More funding for wilding control in OtagoConservation
More than $1 million in new funding will be committed to the battle against the spread of wilding conifers in Queenstown and Central Otago, Conservation Minister Maggie Barry has announced.
“The landscape of Central Otago is justifiably world-famous, but it is threatened by rapidly spreading wilding conifers which cloak landscapes in trees that aren’t supposed to be there,” Ms Barry says.
“These trees suck up priceless water, smother habitat for native plants and animals, and are advancing at a rate of five per cent a year.”
The additional funding will allow expanded control across 680,000 hectares of land in Kawarau, the Northern Eyre Mountains, the Remarkables, Dunstan and Kakanui-St Mary Ida.
“This is the latest funding to be announced in a $5 million injection for wilding control in 2016-17, part of Budget 2016’s commitment of $16 million over four years, focused on control in high-priority areas like these.”
Operations in the Queenstown area will be led by the Wakatipu Wilding Control Group, a charitable trust working with DOC, LINZ, local councils and landowners.
“The Wilding Control Group currently has a budget of around $1 million a year, has had significant success getting communities involved in wilding work as part of the War on Weeds, and is to be commended,” Ms Barry says.

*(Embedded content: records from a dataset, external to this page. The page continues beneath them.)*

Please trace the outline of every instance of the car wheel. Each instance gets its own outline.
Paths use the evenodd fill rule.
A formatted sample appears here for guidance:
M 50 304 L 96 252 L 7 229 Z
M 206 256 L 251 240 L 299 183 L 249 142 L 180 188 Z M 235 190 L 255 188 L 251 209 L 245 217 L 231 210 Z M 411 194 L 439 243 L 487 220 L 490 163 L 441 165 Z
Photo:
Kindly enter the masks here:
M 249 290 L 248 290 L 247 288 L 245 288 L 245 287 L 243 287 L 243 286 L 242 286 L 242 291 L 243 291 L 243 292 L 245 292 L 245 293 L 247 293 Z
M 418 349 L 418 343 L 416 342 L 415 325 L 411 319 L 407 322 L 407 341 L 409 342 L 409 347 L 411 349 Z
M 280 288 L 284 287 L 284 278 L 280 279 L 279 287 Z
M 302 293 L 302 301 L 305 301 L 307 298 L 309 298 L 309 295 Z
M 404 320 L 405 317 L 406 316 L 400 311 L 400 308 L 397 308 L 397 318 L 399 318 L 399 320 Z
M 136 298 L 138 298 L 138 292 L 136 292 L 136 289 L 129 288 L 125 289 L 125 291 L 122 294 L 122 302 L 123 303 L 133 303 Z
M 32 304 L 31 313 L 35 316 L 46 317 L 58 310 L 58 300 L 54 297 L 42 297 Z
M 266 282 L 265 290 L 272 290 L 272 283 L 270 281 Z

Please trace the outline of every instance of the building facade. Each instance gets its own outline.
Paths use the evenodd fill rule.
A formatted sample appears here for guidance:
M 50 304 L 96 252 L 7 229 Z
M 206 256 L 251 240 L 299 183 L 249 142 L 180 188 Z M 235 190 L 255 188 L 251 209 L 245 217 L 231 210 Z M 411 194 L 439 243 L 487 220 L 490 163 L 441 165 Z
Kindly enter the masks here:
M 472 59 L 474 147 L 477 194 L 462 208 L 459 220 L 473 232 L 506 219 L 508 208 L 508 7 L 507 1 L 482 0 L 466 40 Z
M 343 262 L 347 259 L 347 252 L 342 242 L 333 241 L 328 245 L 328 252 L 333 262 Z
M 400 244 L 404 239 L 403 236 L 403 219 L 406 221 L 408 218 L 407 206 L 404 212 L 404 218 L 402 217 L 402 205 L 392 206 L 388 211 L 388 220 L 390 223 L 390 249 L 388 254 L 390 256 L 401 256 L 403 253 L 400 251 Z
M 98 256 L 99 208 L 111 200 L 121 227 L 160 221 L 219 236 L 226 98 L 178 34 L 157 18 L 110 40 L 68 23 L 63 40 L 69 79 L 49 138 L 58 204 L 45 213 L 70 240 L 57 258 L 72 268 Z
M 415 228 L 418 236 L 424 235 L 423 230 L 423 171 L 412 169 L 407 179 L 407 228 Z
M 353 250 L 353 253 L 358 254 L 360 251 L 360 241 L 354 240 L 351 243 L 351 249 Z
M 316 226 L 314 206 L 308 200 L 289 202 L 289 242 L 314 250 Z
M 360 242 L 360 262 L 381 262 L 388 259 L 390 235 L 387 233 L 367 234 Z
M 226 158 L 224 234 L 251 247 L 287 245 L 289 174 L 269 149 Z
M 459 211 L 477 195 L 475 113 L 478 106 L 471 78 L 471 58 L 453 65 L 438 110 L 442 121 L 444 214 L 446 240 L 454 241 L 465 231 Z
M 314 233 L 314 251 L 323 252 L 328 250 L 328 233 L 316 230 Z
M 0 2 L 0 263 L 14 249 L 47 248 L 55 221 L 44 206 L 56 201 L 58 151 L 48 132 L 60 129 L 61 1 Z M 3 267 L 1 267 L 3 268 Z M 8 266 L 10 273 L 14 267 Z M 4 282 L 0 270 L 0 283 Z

Kakanui-St Mary Ida and Dunstan operations will be jointly coordinated by DOC and the Otago Regional Council.
The new Crown funding is supported by significant investment from LINZ, DOC, local government, volunteer groups, community trusts and private land occupiers.
The Right Tree in the Right Place: The New Zealand Wilding Conifer Management Strategy provides a framework for central government, local government, forestry and farming industries, landowners, researchers and communities to work together to reduce the negative impacts of wildings.
Prevention is the best form of management. Removing young seedlings now, before they start producing seeds, costs less than $10 per hectare, but removing mature trees can cost more than $10,000 per hectare.